De todas las antologías que he publicado solamente una no salió de mis pesadillas o sueños (risas). La mayoría son proyectos que por alguna extraña razón me interesan y que luego presento a una editorial. Diría que me gusta mucho no solo explorar una temática, sino escoger autores, darles unas cuantas condiciones a partir de las cuales puedan experimentar a su manera. Me gusta también crear “catálogos” alrededor de un concepto, organizar selecciones, darles un ritmo. No se trata de convocar a quince personas y empaquetarlas donde caigan, es mucho más sofisticado que eso. Hay que crear cierta estructura y cadencia, los cuentos deben sorprender no solo por la narrativa en sí, sino por el orden y ubicación en el conjunto. Trato de imaginar las antologías como si fueran parte de mi propia obra, ¿sabes? Les pongo la misma atención que a mis cuentos o nouvelles.

- ¿Qué criterios seguiste para realizar las antologías que has hecho?

Todo empieza con un concepto, algo que ronda en mi cabeza y quiere salir de pronto. Como llevo unos quince años en el mundo de la edición y la literatura, tengo la suerte de estar en contacto con muchos narradores y narradoras de Latinoamérica y España. De ahí en más es tratar de darles la “misión perfecta”. A veces convoco autores que trabajan de una manera muy opuesta al concepto que diseño: plantearles un reto estético, digamos. Creo que eso ayuda a crear variedad y complejidad. Otra cosa que me importa muchísimo es difundir la obra de autores contemporáneos y descentralizar el foco de participación, que colaboren autores de toda Iberoamérica: tratar de expandir el campo de visión y no quedarnos con los sentidos puestos en un solo lugar.

- Sobre otras antologías que han sido publicadas estos años, ¿tienes alguna favorita?

Hay varias antologías generacionales que me gustan, que suelen darnos nuevos archivos, que forman canon, pero creo que las que me atraen más son las que giran alrededor de un tema en especial.

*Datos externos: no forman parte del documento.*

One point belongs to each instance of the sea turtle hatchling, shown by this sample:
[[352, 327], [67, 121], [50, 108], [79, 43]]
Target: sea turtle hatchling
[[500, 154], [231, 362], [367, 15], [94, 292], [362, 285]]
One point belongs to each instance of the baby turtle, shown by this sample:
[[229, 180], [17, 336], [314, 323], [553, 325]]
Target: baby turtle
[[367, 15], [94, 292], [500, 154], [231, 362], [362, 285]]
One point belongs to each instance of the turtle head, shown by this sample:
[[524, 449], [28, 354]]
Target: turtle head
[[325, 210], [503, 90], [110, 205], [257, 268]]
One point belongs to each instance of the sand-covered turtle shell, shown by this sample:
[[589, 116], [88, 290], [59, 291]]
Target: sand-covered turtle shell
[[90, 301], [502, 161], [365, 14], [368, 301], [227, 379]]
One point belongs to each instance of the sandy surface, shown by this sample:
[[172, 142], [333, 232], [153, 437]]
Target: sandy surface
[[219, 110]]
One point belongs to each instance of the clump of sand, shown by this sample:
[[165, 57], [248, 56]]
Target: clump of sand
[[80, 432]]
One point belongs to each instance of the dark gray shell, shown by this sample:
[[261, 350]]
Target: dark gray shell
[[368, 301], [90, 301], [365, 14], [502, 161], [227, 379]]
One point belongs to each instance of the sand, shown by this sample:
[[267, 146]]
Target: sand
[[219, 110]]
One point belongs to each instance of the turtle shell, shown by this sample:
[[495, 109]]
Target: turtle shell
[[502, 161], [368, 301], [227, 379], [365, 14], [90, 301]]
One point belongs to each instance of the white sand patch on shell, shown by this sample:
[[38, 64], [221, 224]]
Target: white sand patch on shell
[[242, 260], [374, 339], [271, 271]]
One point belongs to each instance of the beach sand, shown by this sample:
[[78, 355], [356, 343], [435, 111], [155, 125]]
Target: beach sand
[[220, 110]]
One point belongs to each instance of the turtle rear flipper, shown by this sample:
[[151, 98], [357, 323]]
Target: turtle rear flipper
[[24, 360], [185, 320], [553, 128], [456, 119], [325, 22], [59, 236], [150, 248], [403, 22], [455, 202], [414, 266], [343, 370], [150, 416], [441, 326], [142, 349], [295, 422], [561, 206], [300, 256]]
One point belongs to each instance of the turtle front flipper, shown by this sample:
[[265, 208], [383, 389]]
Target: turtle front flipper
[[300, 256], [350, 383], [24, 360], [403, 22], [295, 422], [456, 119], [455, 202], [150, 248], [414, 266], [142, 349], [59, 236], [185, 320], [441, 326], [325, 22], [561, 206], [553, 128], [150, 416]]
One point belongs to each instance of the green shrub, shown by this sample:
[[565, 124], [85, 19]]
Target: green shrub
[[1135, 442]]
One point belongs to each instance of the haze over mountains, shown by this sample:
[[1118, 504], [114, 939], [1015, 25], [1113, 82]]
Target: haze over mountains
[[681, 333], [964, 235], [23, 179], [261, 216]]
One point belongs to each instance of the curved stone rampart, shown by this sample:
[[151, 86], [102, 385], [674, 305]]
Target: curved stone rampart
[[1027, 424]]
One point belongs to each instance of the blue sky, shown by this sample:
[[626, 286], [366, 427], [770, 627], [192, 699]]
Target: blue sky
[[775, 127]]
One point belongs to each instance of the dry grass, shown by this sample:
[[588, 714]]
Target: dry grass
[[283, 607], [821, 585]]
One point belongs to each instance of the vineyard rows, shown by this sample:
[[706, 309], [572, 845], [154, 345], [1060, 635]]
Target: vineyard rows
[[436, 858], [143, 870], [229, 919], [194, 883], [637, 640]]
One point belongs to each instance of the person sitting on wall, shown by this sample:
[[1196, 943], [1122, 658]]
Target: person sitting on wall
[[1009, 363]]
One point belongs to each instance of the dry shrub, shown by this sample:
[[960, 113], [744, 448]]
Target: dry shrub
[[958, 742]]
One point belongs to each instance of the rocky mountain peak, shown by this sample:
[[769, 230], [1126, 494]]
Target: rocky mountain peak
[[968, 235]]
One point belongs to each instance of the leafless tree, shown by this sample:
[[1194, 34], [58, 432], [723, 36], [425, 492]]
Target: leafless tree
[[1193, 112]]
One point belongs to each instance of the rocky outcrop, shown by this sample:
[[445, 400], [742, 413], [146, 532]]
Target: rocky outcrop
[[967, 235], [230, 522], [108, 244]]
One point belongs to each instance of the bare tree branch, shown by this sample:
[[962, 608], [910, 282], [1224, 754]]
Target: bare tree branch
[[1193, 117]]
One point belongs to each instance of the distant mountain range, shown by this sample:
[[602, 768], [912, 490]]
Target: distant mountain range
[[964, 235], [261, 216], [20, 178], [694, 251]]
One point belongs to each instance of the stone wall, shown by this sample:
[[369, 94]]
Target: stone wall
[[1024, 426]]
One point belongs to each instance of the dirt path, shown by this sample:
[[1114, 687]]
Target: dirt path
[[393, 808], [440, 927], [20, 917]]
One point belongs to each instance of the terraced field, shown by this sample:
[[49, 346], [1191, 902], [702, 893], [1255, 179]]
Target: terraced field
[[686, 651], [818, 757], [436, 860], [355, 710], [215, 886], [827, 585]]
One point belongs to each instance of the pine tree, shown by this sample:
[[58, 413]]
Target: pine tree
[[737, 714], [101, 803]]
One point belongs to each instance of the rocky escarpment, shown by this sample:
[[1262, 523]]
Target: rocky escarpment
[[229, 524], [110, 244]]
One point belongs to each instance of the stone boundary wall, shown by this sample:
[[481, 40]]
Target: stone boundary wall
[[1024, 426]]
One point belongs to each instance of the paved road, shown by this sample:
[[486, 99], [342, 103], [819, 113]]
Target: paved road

No existe la antología perfecta, claro, porque la antología es una suerte de bazar, con textos que deben variar entre sí, y eso siempre marca una diferencia no solo en cuanto al gusto personal del editor, sino también en cuanto a la recepción de la obra. A veces el lector se enamora de textos que el editor pensaba que eran los menos atractivos, y viceversa. De antologías recientes, pues me gustan las del mexicano BEF, Bernardo Fernández: Los viajeros, por ejemplo; también algo que acaban de hacer en España unos amigos: Extraño Oeste, cuentos inspirados en la ciencia ficción y el spaghetti western, y todas las antologías de ensayo que publica Errata Naturae sobre música, cine y TV, cultura de masas.

- ¿En qué otros proyectos te encuentras trabajando en la actualidad?

Continúo con mi revista online de narrativa, Specimens-Mag.com, que se publica bimestralmente, y en lo que respecta a mi obra de ficción, pues me encuentro en un momento de bastante movimiento creativo. Actualmente vivo en una de las ciudades más heladas del mundo, Minneapolis, donde es mejor pasar el invierno dentro de casa, y eso me ha permitido tener tiempo de sobra para leer y escribir. El frío es un aliado muy fuerte de la literatura (risas). Hace poco terminé un díptico de nouvelles, en realidad solo resta hacer la revisión final del texto, y justamente aprovecharé las fiestas de fin de año para eso. A la par estoy trabajando en otros dos libros que escribo poco a poco: uno se llama Intervención voluntaria, tomando mucha inspiración de David Cronenberg, y el otro es una especie de tratado ficcional sobre la ciberguerra: Primera Ciberguerra Mundial es el título. Ambos son textos breves, prefiero el minimalismo, la verdad. Bueno, sería mejor decir que me casé con el minimalismo.